I have the chance of buying a 1978 Heuer Manhattan Chronosplit GMT in NOS condition.

Now I have had a few of these over the years and it is always the LCD display that fails which is what has happened to the one I have been offered.

A few years back I sold one to a collector in Germany who managed to get the LCD display repaired within a few days.

As it is few years since I had my last Manhattan and things have moved on in the LCD collecting world I am wondering if any of you guys know if/where these can be repaired?

Thanks, Jack


----------



## JonW (Mar 23, 2005)

Maybe have a chat with Hanno at Strikes n spares Jack, he might know who can help even if he cant... he has always been great for LEDs btw.


----------



## streety (Jan 17, 2009)

Try contacting Azimuth_pl. He usualy posts in the electric watch forum on this site. I know he repairs LEDs. He may sort your LCD.


----------



## Jack G (Apr 7, 2008)

JonW said:


> Maybe have a chat with Hanno at Strikes n spares Jack, he might know who can help even if he cant... he has always been great for LEDs btw.





streety said:


> Try contacting Azimuth_pl. He usualy posts in the electric watch forum on this site. I know he repairs LEDs. He may sort your LCD.

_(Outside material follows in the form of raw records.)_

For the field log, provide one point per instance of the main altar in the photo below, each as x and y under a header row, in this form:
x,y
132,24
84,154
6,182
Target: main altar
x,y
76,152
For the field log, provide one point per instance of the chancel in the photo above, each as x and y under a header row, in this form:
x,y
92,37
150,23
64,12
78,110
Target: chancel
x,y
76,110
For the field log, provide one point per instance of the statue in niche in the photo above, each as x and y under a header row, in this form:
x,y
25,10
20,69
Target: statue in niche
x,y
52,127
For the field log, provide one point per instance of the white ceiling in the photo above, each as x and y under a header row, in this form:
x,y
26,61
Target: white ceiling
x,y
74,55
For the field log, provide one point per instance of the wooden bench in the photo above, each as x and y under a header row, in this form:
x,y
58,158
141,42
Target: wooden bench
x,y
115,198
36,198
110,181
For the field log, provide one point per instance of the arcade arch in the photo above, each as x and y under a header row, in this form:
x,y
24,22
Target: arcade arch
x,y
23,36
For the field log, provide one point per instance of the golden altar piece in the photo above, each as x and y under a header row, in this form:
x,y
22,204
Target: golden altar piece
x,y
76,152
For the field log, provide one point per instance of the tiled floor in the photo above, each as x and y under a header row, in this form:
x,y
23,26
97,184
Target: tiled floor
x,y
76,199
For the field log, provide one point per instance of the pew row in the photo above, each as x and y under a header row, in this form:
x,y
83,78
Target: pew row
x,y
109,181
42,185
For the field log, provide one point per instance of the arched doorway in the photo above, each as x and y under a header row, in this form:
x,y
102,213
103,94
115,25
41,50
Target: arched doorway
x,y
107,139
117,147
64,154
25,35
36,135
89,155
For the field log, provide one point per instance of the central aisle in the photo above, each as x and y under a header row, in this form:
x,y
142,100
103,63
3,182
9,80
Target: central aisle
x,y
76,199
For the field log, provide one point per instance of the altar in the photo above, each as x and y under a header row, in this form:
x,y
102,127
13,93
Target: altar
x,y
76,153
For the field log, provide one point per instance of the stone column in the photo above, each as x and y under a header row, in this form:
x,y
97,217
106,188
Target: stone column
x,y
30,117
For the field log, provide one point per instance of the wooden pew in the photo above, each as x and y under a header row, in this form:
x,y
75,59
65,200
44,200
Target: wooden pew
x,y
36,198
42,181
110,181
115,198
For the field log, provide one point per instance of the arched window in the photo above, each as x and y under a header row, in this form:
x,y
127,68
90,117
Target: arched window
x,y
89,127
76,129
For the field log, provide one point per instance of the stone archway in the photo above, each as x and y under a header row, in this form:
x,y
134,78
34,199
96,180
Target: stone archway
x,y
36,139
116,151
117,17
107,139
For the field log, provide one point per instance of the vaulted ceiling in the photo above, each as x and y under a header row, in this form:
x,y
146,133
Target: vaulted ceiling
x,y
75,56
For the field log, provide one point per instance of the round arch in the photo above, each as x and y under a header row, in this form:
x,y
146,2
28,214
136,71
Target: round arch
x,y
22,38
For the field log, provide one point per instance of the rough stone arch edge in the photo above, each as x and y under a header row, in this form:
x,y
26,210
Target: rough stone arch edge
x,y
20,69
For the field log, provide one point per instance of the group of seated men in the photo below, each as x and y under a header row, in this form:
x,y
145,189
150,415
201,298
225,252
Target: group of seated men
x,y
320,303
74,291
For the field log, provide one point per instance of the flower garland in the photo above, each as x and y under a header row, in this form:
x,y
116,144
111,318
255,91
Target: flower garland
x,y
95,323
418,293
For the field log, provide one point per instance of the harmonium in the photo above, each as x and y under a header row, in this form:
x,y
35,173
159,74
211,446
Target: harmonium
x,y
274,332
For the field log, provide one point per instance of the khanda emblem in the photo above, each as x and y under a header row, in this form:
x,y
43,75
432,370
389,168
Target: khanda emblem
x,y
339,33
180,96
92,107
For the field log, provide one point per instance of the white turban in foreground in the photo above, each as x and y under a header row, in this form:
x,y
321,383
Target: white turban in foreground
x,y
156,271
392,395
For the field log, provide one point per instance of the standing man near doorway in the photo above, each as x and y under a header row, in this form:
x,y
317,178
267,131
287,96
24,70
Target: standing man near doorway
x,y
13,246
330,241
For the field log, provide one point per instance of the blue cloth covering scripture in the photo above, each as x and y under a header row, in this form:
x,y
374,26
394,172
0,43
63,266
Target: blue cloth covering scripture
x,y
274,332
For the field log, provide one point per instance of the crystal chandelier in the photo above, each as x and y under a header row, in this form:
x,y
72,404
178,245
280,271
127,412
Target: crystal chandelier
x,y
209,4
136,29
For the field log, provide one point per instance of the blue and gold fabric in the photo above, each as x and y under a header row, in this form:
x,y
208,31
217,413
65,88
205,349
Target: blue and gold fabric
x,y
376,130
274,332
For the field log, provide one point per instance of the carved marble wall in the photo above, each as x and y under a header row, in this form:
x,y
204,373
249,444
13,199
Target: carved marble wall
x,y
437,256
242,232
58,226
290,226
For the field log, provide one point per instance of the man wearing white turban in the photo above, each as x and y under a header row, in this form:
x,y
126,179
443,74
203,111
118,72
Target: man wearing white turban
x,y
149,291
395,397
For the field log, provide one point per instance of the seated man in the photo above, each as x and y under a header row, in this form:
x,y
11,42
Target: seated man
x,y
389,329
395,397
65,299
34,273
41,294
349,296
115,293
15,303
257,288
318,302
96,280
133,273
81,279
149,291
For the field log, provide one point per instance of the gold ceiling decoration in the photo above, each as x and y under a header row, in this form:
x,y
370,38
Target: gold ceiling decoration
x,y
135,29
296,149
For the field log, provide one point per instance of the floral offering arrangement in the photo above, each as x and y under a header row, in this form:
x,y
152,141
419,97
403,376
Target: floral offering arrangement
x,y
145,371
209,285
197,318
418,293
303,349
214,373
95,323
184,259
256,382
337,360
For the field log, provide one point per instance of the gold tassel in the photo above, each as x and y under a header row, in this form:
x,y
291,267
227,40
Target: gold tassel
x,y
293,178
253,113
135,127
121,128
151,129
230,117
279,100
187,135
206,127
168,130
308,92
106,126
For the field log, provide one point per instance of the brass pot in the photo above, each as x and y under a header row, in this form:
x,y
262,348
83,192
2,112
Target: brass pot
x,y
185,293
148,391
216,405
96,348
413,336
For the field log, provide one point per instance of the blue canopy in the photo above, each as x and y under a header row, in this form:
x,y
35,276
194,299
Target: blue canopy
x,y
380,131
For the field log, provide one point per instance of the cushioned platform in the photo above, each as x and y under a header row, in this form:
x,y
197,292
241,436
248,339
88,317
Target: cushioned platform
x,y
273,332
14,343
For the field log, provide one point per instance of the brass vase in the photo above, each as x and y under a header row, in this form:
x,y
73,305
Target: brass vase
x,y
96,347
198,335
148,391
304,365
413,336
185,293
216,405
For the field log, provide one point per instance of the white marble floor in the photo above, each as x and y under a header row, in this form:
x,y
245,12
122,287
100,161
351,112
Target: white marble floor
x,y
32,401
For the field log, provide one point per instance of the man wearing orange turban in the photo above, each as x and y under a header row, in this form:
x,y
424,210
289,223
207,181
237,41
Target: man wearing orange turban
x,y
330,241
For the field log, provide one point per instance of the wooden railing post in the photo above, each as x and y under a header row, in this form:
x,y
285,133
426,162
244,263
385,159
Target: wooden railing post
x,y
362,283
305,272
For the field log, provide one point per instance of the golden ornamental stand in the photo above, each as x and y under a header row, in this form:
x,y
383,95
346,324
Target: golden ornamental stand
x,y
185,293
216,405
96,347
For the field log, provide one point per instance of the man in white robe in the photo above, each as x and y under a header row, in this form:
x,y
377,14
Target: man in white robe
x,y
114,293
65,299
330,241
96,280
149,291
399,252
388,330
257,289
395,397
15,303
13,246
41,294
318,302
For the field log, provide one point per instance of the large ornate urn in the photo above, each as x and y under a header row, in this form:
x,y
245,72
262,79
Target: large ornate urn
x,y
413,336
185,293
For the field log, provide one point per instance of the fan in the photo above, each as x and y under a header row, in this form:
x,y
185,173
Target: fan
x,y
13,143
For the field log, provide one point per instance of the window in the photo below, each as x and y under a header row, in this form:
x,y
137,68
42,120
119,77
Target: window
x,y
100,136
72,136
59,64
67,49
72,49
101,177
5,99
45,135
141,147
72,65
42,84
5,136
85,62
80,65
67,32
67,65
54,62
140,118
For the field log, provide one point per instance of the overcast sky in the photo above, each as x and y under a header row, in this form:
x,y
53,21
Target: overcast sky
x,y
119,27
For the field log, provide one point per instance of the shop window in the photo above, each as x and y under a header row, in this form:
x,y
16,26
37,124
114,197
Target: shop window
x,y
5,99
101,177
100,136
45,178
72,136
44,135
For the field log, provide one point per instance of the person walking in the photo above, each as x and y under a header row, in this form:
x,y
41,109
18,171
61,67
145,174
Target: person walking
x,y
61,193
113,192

Thanks guys will follow up on these.


----------



## Jack G (Apr 7, 2008)

I have just remembered that DKNY did a copy of this watch in around 2007/2008 but cannot find anything on line. Just a long shot but maybe their module will fit.


----------



## Agent orange (Feb 11, 2006)

Jack G said:


> I have just remembered that DKNY did a copy of this watch in around 2007/2008 but cannot find anything on line. Just a long shot but maybe their module will fit.


It does Jack I've seen a few Manhattans that have been restored and converted to use DKNY modules. I don't know how easy it is though or if any alterations are needed.

Cheers,

Gary


----------



## Jack G (Apr 7, 2008)

Agent orange said:


> Jack G said:
> 
> 
> > I have just remembered that DKNY did a copy of this watch in around 2007/2008 but cannot find anything on line. Just a long shot but maybe their module will fit.
> ...


Thanks Gary but the DKNY 'Manhattan' copies seem to have vanished completely - cannot find any reference to them at all and certainly none on ebay - strange.

Regards, Jack


----------